E segue Peluso Meyer: ‘[n]o sistema jurídico estadunidense, a cláusula derivaria do sistema instituído pela Constituição de 1787. Em Coffin v. United States, 156 U.S. 432 (1895), a Suprema Corte estadunidense havia decidido e dado conformação à presunção de inocência (presumption of innocence) no sistema jurídico daquele país. Decorre da decisão o famoso adágio de que o condenado só pode ser assim reconhecido ‘beyond reasonable doubt’: este seria um efeito da prova produzida no processo, funcionando a presunção de inocência como obstáculo a ser superado e mesmo como meio de prova.’

‘É claro que há inúmeras questões contextuais a se analisar’ – continua o culto jurista Peluso Meyer – ‘e que demandam a verificação da prática dos tribunais e da legislação de inúmeros países. Entretanto, tais dados parecem questionar o que fora defendido no voto da ministra Ellen Gracie [e agora por Cavalcanti Filho e M. Pereira] no julgamento do Habeas Corpus (HC) 85.866, no sentido de que ‘Em nenhum país do mundo, depois de observado o duplo grau de jurisdição, a execução de uma condenação fica suspensa, aguardando o referendo da Corte Suprema’ (p. 227). Parece haver um grau maior de complexidade na questão não captado pelo referido voto’. Veja-se que, ao que parece, Cavalcanti e Merval pegaram a tal ‘pesquisa’ desse voto da ministra.
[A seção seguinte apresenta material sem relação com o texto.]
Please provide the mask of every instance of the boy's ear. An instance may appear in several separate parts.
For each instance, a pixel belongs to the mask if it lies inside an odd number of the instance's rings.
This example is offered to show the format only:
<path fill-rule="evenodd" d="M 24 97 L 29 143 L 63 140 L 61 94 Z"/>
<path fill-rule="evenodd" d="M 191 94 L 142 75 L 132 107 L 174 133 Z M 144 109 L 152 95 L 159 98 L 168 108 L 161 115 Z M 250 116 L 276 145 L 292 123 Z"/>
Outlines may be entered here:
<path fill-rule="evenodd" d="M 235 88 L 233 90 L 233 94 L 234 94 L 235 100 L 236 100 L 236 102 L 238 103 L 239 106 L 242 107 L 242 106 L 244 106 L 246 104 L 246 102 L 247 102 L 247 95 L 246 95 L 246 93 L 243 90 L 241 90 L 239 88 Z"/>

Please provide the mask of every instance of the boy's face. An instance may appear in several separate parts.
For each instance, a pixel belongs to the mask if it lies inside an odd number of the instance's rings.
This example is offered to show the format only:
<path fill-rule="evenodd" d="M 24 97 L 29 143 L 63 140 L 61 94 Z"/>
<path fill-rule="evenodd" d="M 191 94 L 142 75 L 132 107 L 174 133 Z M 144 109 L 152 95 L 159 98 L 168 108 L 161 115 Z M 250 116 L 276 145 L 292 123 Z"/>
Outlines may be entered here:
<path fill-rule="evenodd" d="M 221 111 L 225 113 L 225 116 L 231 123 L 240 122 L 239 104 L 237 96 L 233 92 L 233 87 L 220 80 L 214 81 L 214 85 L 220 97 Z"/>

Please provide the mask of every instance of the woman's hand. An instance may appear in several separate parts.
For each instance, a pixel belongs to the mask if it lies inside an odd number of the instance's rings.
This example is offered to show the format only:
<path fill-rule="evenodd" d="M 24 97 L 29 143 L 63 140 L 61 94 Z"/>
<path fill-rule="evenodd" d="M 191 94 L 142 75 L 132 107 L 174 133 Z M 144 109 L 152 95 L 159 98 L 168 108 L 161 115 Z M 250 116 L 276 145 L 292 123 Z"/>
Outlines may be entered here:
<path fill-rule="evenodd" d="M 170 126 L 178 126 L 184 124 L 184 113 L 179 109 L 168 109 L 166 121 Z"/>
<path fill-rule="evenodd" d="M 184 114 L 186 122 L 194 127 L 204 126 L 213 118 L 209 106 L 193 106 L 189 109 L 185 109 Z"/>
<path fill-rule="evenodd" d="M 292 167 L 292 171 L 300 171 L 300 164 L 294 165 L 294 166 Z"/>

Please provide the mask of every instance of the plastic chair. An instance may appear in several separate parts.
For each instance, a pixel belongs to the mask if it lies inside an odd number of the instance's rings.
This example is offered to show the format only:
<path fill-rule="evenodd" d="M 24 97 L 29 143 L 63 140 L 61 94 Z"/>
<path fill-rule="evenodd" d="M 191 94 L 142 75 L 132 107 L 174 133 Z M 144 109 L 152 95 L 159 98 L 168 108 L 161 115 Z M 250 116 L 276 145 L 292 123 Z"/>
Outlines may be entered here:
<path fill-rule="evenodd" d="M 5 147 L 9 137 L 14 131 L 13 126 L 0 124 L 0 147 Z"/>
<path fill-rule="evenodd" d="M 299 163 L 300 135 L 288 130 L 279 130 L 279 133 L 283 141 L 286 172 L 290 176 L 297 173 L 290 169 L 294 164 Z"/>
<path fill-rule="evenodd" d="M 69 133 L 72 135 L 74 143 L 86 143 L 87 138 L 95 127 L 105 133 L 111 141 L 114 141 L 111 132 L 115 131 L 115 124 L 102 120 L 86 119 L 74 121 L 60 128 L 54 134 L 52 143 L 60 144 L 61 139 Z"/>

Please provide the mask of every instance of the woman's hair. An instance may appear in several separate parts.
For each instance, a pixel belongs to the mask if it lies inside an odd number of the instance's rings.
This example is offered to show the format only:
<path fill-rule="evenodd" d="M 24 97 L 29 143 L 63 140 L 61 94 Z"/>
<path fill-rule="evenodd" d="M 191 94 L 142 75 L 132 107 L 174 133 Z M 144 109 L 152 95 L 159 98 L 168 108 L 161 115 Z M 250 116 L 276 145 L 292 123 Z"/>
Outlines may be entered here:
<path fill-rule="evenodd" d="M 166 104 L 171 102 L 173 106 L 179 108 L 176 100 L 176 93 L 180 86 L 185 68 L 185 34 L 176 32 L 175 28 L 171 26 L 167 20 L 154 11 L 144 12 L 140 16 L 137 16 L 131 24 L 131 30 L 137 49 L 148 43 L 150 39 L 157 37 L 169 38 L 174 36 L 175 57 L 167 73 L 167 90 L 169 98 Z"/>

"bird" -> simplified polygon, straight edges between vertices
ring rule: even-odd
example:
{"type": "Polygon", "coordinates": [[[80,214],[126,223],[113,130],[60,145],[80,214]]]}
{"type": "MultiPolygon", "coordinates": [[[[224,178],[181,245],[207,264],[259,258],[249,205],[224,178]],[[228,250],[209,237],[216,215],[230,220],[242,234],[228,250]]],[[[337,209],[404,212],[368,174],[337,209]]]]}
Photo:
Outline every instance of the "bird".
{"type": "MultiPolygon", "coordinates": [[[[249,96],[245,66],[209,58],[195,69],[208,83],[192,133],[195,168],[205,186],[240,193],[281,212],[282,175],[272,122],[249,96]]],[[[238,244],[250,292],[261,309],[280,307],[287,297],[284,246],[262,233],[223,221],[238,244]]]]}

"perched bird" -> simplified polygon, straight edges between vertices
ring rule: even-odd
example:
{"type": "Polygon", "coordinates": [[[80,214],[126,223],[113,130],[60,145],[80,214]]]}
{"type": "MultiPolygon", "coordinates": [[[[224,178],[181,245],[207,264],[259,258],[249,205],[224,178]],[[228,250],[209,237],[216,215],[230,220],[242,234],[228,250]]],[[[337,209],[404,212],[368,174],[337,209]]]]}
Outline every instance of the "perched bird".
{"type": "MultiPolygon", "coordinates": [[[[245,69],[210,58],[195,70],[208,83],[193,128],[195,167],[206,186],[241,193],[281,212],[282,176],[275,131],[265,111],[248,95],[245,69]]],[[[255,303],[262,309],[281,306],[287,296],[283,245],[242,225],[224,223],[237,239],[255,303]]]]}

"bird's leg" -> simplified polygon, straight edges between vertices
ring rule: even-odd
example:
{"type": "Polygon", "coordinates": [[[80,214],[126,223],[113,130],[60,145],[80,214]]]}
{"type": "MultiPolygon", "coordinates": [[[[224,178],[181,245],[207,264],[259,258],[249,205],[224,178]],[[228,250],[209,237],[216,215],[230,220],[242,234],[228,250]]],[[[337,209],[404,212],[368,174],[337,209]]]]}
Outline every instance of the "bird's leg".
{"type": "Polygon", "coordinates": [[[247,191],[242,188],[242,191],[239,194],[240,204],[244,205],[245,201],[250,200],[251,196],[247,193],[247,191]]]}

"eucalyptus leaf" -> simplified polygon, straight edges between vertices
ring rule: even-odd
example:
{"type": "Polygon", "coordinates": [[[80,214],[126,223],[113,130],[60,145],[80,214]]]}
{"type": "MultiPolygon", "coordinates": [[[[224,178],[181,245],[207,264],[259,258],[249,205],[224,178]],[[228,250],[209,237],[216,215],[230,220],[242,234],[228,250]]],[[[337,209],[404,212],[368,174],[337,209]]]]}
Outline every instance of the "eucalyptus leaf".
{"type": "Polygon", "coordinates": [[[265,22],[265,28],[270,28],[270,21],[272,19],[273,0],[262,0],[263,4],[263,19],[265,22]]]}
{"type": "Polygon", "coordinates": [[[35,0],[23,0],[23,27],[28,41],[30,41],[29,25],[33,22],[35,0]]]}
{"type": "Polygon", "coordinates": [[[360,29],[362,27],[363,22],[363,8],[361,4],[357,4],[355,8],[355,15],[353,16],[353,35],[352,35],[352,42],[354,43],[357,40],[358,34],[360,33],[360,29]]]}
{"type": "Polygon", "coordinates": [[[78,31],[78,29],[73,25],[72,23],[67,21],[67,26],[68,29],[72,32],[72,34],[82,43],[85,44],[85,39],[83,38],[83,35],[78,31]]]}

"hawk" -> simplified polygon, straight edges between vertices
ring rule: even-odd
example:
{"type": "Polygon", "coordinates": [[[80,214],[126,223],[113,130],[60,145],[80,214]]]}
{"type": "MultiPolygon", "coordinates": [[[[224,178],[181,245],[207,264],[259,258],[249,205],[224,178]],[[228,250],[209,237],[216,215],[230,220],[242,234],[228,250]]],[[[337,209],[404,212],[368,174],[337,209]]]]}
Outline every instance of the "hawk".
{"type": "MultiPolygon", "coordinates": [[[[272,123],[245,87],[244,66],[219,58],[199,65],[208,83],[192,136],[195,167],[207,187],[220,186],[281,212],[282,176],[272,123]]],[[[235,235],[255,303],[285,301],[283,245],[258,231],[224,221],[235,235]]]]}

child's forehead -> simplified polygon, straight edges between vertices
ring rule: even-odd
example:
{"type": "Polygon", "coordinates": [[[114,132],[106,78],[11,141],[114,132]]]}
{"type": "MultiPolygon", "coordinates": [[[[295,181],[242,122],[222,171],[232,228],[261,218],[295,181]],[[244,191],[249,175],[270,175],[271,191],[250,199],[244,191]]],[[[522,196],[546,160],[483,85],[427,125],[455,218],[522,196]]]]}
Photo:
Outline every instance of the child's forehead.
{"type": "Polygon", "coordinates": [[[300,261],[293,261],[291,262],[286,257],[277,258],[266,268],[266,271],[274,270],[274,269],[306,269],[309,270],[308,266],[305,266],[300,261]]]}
E, tanto o jurista como o jornalista, nenhum verificou a informação. Compraram gato por lebre. E o venderam.

Assim, saibam todos quanto este público comunicado virem, no ano da graça do nosso senhor Jesus Cristo de 26 de março de 2018, que não é verdade, mas não é verdade mesmo, que, dos 194 paises, só o Brasil cultua a presunção da inocência com fecho no trânsito em julgado”.
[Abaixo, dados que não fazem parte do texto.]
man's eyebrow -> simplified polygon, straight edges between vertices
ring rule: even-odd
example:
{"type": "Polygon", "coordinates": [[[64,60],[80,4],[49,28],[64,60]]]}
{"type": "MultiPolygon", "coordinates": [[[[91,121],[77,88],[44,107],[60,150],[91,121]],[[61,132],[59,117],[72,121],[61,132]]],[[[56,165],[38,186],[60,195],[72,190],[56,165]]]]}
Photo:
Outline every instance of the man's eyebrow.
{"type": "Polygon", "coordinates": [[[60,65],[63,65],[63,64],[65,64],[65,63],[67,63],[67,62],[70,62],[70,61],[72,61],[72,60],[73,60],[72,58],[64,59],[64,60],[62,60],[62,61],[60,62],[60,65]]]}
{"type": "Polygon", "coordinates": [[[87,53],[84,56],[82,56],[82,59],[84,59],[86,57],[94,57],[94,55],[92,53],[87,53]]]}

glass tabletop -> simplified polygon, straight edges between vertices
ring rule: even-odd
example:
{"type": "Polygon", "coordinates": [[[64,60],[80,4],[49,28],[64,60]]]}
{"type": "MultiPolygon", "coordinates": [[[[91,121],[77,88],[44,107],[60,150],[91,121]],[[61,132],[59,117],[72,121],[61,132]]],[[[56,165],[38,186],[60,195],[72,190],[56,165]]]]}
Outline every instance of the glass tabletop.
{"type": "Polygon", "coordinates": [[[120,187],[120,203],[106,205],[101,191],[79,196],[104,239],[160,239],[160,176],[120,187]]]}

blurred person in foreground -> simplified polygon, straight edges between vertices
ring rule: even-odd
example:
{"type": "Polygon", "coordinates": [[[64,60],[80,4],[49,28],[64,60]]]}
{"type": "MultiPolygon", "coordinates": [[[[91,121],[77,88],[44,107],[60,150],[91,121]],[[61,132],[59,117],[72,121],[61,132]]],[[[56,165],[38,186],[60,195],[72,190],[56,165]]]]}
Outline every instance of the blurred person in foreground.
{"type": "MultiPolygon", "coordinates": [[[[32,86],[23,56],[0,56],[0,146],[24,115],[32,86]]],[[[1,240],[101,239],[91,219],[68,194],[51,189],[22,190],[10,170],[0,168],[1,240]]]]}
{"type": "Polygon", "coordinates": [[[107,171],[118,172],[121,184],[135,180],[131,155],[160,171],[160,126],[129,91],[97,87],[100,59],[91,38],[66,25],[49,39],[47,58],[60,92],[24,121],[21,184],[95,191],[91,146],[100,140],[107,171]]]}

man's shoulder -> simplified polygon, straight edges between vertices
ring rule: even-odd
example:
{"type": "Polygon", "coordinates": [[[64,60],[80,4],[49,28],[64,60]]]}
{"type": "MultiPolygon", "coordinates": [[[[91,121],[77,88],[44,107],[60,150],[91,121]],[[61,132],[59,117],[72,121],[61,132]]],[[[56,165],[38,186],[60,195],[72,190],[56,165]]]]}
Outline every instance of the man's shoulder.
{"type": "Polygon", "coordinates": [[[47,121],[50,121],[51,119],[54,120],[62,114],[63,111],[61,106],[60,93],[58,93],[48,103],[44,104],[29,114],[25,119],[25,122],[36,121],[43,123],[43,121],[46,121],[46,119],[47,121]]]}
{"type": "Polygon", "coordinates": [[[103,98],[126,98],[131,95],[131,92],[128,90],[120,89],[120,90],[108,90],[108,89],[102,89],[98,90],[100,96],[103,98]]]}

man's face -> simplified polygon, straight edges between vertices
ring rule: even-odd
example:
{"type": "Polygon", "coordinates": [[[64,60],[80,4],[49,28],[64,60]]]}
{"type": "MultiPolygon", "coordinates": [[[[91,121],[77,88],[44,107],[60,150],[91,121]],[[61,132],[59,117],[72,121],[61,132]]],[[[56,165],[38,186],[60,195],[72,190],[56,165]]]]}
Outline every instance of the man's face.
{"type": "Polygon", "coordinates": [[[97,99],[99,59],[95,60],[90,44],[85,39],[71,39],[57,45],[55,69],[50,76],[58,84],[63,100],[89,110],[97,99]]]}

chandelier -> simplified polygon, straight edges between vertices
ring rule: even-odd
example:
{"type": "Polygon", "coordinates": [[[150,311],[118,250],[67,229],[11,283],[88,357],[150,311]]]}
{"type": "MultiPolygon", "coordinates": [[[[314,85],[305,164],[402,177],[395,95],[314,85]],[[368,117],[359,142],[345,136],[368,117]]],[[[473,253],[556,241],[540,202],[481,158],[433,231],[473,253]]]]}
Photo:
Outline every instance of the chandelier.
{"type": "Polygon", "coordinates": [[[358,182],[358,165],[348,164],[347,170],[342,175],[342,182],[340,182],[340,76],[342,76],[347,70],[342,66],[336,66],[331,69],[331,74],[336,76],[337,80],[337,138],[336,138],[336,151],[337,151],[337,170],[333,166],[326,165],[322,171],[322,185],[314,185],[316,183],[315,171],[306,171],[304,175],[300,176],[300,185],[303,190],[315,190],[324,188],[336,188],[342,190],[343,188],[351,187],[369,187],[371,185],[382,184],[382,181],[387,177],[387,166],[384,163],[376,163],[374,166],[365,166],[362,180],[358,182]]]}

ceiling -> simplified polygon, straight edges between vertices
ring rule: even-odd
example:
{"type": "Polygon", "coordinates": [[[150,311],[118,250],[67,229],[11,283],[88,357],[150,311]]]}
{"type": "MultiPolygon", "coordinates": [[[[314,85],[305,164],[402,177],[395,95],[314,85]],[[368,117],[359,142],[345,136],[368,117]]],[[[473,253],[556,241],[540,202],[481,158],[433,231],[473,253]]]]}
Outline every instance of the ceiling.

OHB (lê-se OAGAB — com acento no B) — Ordem dos Hermeneutas do Brasil, por sua presidência.

Espero que a matéria esteja devidamente esclarecida. Lamentavelmente, ambos, jornalista e jurista, caíram em uma armadilha. Como diz o psicanalista Mario Corso:

Boa parte do tempo, repetimos erros tolos. Depois que botamos algo na cabeça, aquilo organiza os dados externos para justificar a tese preliminar. Se a realidade não corroborar nossas teses, pior para a realidade.

Bom, depois de tudo isso, espero que pelo menos Merval faça uma retratação. Não se pode transformar fatos em relatos. Em pós-verdades. Claro que o Dr. José Paulo Cavalcanti Jr, sendo o professor e advogado respeitável que é, também poderia fazer o mesmo.
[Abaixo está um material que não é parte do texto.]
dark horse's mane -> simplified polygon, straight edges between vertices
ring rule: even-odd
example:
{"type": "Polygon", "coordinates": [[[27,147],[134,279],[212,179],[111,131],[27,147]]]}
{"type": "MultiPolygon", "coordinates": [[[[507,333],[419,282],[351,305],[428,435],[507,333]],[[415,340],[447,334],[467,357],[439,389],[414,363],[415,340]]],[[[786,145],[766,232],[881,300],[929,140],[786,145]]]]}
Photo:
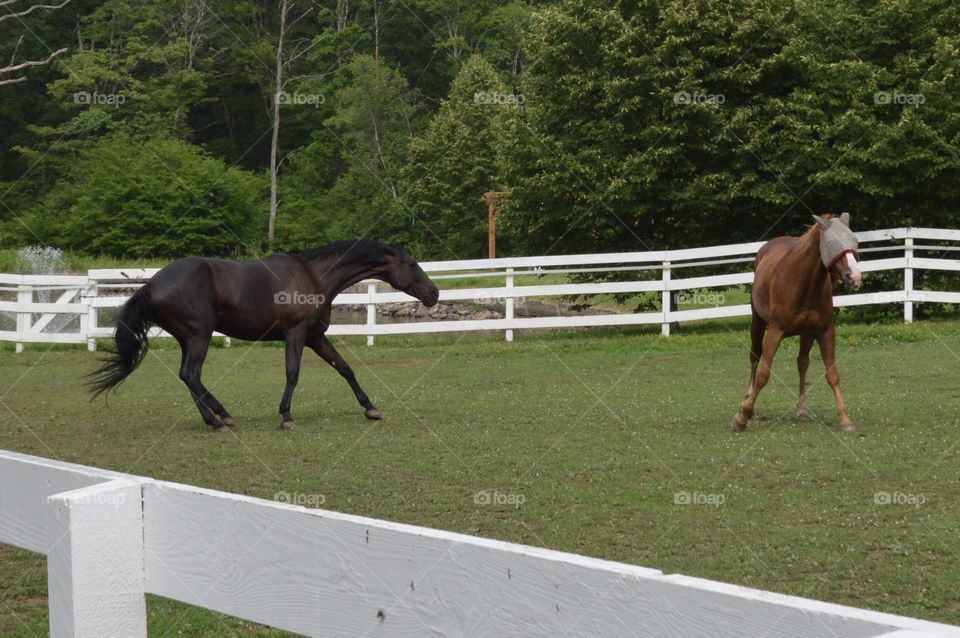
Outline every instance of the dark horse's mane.
{"type": "Polygon", "coordinates": [[[287,254],[310,261],[327,255],[342,255],[341,264],[377,263],[384,260],[390,244],[381,244],[373,239],[338,239],[325,246],[305,250],[291,250],[287,254]]]}

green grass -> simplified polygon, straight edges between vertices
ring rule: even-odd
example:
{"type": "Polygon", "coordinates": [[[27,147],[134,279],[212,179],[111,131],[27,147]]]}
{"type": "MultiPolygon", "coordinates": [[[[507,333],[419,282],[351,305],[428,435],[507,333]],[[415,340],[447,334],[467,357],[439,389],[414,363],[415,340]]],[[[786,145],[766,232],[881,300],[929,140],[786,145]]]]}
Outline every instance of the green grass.
{"type": "MultiPolygon", "coordinates": [[[[960,623],[960,324],[844,325],[838,431],[811,366],[796,423],[796,340],[758,414],[730,419],[747,377],[742,320],[651,330],[338,339],[385,419],[370,423],[312,354],[278,429],[277,347],[211,350],[205,382],[237,417],[207,431],[167,342],[106,402],[88,403],[94,356],[0,353],[0,448],[550,547],[831,602],[960,623]],[[481,490],[522,495],[484,506],[481,490]],[[723,503],[675,504],[678,492],[723,503]],[[920,497],[878,505],[878,492],[920,497]]],[[[0,548],[0,635],[46,635],[45,561],[0,548]]],[[[279,632],[149,600],[152,636],[279,632]]]]}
Post scriptum: Ainda quanto à questão de fato e questão de direito
A tese de que o segundo grau esgota a matéria fática é, efetivamente, insustentável. Querem ver? O próprio Supremo Tribunal Federal, no ano de 2016, disse o contrário.[3] Surpresa? Pois vejam o RE 306.188/PR: “Revertendo o relator do recurso extraordinário o quadro decisório formalizado na origem, há de julgar a causa por inteiro, alcançadas as despesas processuais”. Bingo.

Portanto, peço que leiam a coluna da semana passada (Segundo grau esgota questão de fato? Será que no Butão é assim?) e, a ela, agreguem a carta da OAGAB, o artigo integral do jurista Peluzo Meyer e mais o julgado do STF sobre a impossibilidade de cisão entre questão de fato e questão de direito.